Essa argumentação foi também usada pela defesa do antigo administrador financeiro do BES, que a CMVM só no processo agora contestado no tribunal pelos visados levanta dúvidas sobre o prospeto que autorizou em 2014. “A CMVM aprovou o prospeto, teve um papel proativo, até intrusivo”, opôs-se José Miguel Duarte, falando nas mais de 30 versões do prospeto que existiram. “A CMVM viu e reviu o fator de risco. E oito anos depois vem dizer que está genericamente escrito. Podia ter pedido informações nas diversas interações, nas diversas revisões do prospeto que fez”, frisou.
Para os dois mandatários, não houve qualquer dolo pelos dois antigos gestores, atuando com aquela que era a informação de que dispunham na informação, pelo que a absolvição é por eles defendida.
Os acionistas que investiram nas ações do BES nesta operação, que teve lugar entre maio e junho de 2014, e que as mantinham na sua posse a 3 de agosto desse ano, perderam o seu investimento, que ficou reduzido a zero com a resolução determinada pelo Banco de Portugal.
Amílcar Morais Pires foi alvo de uma coima de 600 mil euros, a segunda mais alta após Ricardo Salgado e o BES (1 milhão cada). As infrações apontadas passam pela violação, a título doloso, do dever de prestação de informação com qualidade no prospeto (em relação a financiamento do BES ao Grupo Espírito Santo e em relação à situação do BES Angola que levou à emissão da garantia estatal angolana), e pela violação do dever de requerer adenda ao prospeto.

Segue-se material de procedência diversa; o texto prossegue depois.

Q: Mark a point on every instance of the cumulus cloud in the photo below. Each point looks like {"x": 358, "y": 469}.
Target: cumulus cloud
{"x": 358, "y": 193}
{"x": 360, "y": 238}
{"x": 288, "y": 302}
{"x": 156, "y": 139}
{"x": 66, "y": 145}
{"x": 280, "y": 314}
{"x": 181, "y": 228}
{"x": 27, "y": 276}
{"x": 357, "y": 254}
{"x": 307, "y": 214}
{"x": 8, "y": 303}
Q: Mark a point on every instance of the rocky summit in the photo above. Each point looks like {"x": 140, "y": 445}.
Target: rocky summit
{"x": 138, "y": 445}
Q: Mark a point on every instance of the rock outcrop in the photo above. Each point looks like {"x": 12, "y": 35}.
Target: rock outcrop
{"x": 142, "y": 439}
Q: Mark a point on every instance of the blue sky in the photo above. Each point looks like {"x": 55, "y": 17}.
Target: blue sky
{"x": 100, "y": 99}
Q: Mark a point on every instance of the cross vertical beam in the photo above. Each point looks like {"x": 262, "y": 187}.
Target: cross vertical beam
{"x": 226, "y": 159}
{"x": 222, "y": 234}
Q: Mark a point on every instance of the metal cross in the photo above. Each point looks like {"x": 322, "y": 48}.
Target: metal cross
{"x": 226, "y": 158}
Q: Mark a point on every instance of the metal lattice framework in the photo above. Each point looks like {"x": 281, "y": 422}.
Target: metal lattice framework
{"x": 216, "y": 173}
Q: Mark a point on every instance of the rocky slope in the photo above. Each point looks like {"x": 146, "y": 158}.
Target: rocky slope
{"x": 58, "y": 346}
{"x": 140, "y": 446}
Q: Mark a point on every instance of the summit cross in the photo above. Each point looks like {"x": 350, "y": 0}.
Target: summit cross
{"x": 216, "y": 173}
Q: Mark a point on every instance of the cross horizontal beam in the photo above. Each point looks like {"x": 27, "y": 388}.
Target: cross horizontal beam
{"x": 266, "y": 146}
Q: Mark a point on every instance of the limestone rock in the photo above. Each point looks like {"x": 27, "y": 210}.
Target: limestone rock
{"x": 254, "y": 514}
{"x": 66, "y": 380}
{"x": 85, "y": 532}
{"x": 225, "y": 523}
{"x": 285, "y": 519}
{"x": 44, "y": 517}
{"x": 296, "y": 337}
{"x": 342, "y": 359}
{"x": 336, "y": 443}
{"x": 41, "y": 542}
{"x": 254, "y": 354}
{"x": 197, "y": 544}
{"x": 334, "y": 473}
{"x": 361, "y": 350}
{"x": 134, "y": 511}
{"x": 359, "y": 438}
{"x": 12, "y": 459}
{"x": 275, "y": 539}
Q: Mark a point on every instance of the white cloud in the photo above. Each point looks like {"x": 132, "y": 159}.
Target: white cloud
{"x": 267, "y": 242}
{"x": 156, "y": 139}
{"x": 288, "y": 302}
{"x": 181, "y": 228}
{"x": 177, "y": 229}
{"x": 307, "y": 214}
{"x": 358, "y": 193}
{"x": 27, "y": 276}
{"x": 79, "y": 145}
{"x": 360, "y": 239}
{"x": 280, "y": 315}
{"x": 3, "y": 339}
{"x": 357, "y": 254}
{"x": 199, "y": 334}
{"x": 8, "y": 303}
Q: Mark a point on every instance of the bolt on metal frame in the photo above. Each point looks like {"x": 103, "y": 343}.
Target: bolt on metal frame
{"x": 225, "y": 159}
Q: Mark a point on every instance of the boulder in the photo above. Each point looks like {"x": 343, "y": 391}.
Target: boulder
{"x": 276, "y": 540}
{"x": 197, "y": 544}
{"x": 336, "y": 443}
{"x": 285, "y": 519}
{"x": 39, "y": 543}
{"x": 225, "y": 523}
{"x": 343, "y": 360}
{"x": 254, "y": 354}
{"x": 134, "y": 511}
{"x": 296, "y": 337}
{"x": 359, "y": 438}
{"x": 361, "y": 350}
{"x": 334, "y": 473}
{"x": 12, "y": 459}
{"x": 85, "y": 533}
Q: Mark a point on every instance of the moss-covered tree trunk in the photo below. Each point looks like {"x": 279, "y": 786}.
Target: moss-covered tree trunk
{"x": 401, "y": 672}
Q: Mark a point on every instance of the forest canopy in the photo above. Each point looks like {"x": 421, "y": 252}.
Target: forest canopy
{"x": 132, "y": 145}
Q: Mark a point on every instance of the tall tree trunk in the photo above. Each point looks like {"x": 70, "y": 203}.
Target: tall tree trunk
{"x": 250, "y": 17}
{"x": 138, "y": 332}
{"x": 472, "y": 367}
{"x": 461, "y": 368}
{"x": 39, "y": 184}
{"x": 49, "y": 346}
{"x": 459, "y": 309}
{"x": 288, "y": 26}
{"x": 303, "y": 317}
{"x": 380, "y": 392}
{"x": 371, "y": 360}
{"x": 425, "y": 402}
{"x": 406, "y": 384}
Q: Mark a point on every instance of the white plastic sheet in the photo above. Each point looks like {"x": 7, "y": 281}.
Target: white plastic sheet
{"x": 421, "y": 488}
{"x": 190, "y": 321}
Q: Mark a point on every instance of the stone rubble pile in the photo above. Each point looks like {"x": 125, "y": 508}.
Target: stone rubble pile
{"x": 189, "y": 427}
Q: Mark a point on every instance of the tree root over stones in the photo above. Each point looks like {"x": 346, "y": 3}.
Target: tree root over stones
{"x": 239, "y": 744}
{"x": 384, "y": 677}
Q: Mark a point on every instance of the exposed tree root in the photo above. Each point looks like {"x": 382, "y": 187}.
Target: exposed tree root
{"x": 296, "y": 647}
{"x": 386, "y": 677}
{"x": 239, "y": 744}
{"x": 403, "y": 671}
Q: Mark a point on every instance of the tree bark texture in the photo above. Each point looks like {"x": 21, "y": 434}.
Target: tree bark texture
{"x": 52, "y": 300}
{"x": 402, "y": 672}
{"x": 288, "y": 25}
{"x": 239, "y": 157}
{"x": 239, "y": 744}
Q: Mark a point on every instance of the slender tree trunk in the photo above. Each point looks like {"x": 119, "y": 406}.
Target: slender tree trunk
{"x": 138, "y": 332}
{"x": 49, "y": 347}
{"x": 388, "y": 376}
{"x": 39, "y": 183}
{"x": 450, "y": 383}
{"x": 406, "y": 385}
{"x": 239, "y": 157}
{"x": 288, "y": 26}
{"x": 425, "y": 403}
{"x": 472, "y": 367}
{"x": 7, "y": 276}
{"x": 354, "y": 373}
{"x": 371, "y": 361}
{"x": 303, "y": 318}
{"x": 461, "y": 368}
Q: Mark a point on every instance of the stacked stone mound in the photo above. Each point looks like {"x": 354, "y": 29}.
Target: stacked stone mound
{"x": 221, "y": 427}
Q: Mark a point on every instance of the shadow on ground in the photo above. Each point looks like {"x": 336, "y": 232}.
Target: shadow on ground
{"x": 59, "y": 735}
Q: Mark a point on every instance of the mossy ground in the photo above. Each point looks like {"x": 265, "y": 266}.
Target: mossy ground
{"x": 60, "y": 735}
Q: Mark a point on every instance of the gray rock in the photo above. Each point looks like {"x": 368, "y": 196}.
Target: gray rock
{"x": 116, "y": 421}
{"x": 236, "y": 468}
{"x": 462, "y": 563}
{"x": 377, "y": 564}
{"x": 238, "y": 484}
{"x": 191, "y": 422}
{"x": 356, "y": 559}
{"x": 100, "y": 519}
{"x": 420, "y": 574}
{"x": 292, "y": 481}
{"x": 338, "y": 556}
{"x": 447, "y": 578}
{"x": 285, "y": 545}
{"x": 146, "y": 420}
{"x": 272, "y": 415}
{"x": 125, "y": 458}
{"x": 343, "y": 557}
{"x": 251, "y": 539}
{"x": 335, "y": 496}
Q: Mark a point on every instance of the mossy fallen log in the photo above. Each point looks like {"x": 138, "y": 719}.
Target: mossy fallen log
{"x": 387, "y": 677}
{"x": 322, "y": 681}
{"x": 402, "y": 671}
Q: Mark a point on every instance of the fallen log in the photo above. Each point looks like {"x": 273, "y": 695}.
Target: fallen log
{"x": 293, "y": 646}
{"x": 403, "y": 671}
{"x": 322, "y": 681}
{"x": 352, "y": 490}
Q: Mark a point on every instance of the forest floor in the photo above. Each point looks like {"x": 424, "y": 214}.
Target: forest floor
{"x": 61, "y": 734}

Já Rui Silveira, que optou por estar presente na sala de julgamento, também foi condenado pela CMVM devido à alegada violação dos mesmos deveres, ainda que com alguns motivos diferentes – e é em relação a este antigo gestor com o pelouro do departamento jurídico que o Ministério Público acredita que pode haver uma diminuição da coima, fixada pela autoridade de supervisão em 400 mil euros.
O procurador da República Paulo Vieira solicita, em relação aos restantes gestores, um agravamento das coimas aplicadas, sendo que sugere a suspensão do seu pagamento a José Manuel Espírito Santo, devido à sua situação de saúde.
A CMVM pretende a manutenção das coimas por si definidas na fase administrativa.
Depois das últimas intervenções do procurador do Ministério Público e dos mandatários da CMVM, Morais Pires e Rui Silveira, esta sexta-feira realizam-se as alegações finais de outros ex-gestores: Ricardo Salgado (1 milhão de euros), José Manuel Espírito Santo (500 mil) e Joaquim Goes (300 mil). Só depois haverá uma sentença, que pode ser recorrível para tribunais superiores.